Messieurs les présidents,
Messieurs les rapporteurs,
Mesdames et Messieurs les députés,
J'ai l'honneur vous présenter le budget de la mission " Enseignement scolaire ".
Ce budget est la traduction d'une politique.
Aussi, avant d'en venir aux chiffres, je voudrais vous dire dans quel esprit j'ai préparé ce budget.
L'esprit du budget 2006
Je l'ai fait avec deux idées en tête :
- bien préparer l'avenir de nos enfants ;
- bien utiliser l'argent des Français.
De cet argent, qui est le fruit de leur travail, nous devons faire un usage intelligent et efficace, tourné tout entier vers la réussite des élèves.
L'enseignement scolaire n'est pas une mission parmi d'autres.
Oui, je le dis avec force : la mission dont vous allez examiner le budget est d'une certaine manière la mission fondamentale de notre République : celle qui lui donne son sens et sa grandeur, puisqu'elle vise à supprimer la fatalité de la naissance, au profit de la promotion du mérite !
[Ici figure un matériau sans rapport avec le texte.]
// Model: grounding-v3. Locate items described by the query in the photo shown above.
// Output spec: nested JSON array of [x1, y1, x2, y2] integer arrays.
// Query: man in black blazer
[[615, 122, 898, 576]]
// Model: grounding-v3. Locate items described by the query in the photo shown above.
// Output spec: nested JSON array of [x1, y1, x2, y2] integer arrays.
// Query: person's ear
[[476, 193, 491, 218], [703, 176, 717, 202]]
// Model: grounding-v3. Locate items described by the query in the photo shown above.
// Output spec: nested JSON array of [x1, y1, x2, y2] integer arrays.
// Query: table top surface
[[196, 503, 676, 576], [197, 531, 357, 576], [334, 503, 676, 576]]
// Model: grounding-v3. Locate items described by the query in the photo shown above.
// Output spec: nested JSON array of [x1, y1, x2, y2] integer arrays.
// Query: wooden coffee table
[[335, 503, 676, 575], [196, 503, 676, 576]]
Sans l'école, la République n'a tout simplement plus de sens.
C'est là le noyau dur de notre idéal : faire en sorte que chacun, quels que soient son lieu et son milieu de naissance, ait les mêmes chances de s'élever, par son propre mérite, dans l'échelle sociale.
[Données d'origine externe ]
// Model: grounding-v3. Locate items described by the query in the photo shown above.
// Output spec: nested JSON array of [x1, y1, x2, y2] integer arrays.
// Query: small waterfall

Dans une République digne de ce nom, la naissance, la fortune, la religion, la couleur de peau, le handicap, ne doivent en aucun cas être des critères déterminants dans la réussite ; seuls comptent le travail et la motivation.
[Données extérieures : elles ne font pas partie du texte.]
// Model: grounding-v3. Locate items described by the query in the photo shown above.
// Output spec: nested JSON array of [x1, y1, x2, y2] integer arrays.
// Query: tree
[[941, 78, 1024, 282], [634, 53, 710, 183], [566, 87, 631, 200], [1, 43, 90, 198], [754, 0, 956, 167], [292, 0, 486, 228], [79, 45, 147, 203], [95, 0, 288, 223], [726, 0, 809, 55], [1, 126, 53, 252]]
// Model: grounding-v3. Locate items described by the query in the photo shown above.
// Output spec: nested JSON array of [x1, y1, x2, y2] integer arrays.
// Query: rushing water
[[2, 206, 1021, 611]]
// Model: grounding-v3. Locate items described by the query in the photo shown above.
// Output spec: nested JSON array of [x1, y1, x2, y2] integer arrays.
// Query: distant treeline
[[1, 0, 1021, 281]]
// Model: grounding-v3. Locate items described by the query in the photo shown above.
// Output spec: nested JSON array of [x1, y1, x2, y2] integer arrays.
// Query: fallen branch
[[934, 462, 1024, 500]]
Cette idée vaut que l'on se batte pour elle - et que l'on trouve des instruments nouveaux pour la rendre chaque jour un peu plus réelle.
Ce combat contre la fatalité, contre le déterminisme social, contre la résignation, le corps enseignant est le premier à le livrer, avec une passion toujours renouvelée : dans les écoles, les collèges et les lycées que je visite, je suis frappé, oui frappé, par l'enthousiasme, la foi dans le métier, le feu sacré qui animent les professeurs.
N'oublions pas que si 93 % des parents d'élèves se sont déclarés satisfaits du déroulement de cette rentrée scolaire, nous le devons d'abord aux chefs d'établissement, aux directeurs d'école, aux enseignants et à l'ensemble de la communauté éducative, qui ont accueilli cette année 12 millions cent mille élèves dans les 1er et 2nd degrés.
Contrairement à une idée répandue, contre vents et marées, contre les prophètes de malheur qui occupent la place publique, la sinistrose ne l'a pas emporté dans les rangs des professeurs ! Le moral est bon. C'est là pour la Nation tout entière une raison d'espérer ! Les professeurs veulent faire progresser leurs élèves, les tirer vers le haut, leur ouvrir l'esprit et leur donner les moyens intellectuels de réussir leur vie !
Ils le font en appliquant la loi que vous avez votée au printemps dernier, et dont de nombreuses dispositions sont entrées en vigueur dès la rentrée : accueil des élèves handicapés, dédoublement de toutes les classes de langues en terminales générales, remplacement des professeurs absents pour assurer la continuité du service public !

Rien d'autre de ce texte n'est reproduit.